A triangle with side lengths 5, 12, 13.

$$5^2+12^2=13^2$$ so this triangle is right.

## Review

Find the height of each isosceles triangle below. Simplify all radicals.

1. Figure $$\PageIndex{10}$$
2. Figure $$\PageIndex{11}$$
3. Figure $$\PageIndex{12}$$

Find the length between each pair of points.

1. $$(-1, 6)$$ and $$(7, 2)$$
2. $$(10, -3)$$ and $$(-12, -6)$$
3. $$(1, 3)$$ and $$(-8, 16)$$
4. What are the length and width of a 42” HDTV? Round your answer to the nearest tenth.
5. Standard definition TVs have a length and width ratio of 4:3. What are the length and width of a 42” Standard definition TV? Round your answer to the nearest tenth.

Determine whether the following triangles are acute, right or obtuse.

1. 7, 8, 9
2. 14, 48, 50
3. 5, 12, 15
4. 13, 84, 85
5. 20, 20, 24
6. 35, 40, 51
7. 39, 80, 89
8. 20, 21, 38
9. 48, 55, 76

Graph each set of points and determine whether \Delta{ABC} is acute, right, or obtuse, using the distance formula.

1. $$A(3,−5), B(−5,−8), C(−2,7)$$
2. $$A(5,3), B(2,−7), C(−1,5)$$
3. $$A(1,6), B(5,2), C(−2,3)$$
4. $$A(−6,1), B(−4,−5), C(5,−2)$$

## Vocabulary

Term Definition
acute triangle A triangle where all angles are less than 90∘.
Obtuse Triangle An obtuse triangle is a triangle with one angle that is greater than 90 degrees.
Distance Formula

The distance between two points $$(x_1,y_1)$$ and $$(x_2, y_2)$$ can be defined as $$d=\sqrt{(x_2−x_1)^2+(y_2−y_1)^2}$$.

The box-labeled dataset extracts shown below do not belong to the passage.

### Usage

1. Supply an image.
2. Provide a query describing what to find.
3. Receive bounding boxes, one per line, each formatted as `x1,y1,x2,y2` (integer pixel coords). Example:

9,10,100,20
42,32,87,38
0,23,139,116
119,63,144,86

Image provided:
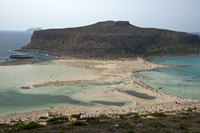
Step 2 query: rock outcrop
20,21,200,58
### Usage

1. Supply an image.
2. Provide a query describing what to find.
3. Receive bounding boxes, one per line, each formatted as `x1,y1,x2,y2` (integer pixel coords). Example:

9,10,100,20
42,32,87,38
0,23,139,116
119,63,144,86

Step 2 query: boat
10,54,33,59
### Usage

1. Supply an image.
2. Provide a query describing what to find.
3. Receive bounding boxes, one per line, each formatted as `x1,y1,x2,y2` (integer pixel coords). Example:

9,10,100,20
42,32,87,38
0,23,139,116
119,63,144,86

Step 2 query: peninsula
0,21,200,133
20,21,200,59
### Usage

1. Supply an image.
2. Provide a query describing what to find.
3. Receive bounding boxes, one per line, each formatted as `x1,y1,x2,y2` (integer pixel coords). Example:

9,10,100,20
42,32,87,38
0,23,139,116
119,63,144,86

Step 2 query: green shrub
68,121,87,127
71,114,81,120
116,122,134,129
39,116,48,120
125,131,135,133
131,115,140,119
150,113,167,117
195,120,200,124
46,117,68,125
178,124,190,131
100,114,110,119
168,119,179,123
14,122,42,132
145,122,166,128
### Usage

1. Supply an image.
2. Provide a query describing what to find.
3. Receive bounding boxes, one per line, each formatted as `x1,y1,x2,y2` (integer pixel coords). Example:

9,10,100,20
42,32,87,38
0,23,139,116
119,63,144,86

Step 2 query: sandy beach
0,58,200,123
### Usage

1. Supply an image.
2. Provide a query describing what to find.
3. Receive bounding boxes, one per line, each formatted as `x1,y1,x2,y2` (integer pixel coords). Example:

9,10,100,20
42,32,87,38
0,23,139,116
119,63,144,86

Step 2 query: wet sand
0,58,200,123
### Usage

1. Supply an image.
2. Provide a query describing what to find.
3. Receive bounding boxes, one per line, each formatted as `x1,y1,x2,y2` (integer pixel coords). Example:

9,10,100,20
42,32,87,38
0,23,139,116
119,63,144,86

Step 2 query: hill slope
21,21,200,58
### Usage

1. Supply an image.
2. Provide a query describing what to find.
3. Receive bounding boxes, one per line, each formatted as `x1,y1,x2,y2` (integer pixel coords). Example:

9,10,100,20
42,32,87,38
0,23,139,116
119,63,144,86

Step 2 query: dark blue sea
0,30,55,62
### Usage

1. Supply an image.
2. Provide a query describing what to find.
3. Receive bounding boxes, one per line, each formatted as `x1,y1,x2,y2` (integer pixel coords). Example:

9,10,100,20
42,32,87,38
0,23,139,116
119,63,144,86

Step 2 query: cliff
26,27,42,32
20,21,200,58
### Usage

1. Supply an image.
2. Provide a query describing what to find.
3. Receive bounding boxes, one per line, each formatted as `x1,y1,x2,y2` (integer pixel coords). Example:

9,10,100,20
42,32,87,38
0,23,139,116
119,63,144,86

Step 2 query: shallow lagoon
137,56,200,99
0,62,132,115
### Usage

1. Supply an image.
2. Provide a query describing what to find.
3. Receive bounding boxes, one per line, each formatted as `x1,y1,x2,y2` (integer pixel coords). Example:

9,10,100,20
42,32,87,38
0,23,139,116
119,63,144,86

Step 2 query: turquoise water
0,62,133,116
137,56,200,99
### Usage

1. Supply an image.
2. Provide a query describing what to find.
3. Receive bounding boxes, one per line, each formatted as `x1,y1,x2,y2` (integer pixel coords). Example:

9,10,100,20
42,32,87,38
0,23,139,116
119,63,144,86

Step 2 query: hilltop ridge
20,21,200,58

Pythagorean Theorem The Pythagorean Theorem is a mathematical relationship between the sides of a right triangle, given by $$a^2+b^2=c^2$$, where a and b are legs of the triangle and c is the hypotenuse of the triangle.
Vertex A vertex is a point of intersection of the lines or rays that form an angle.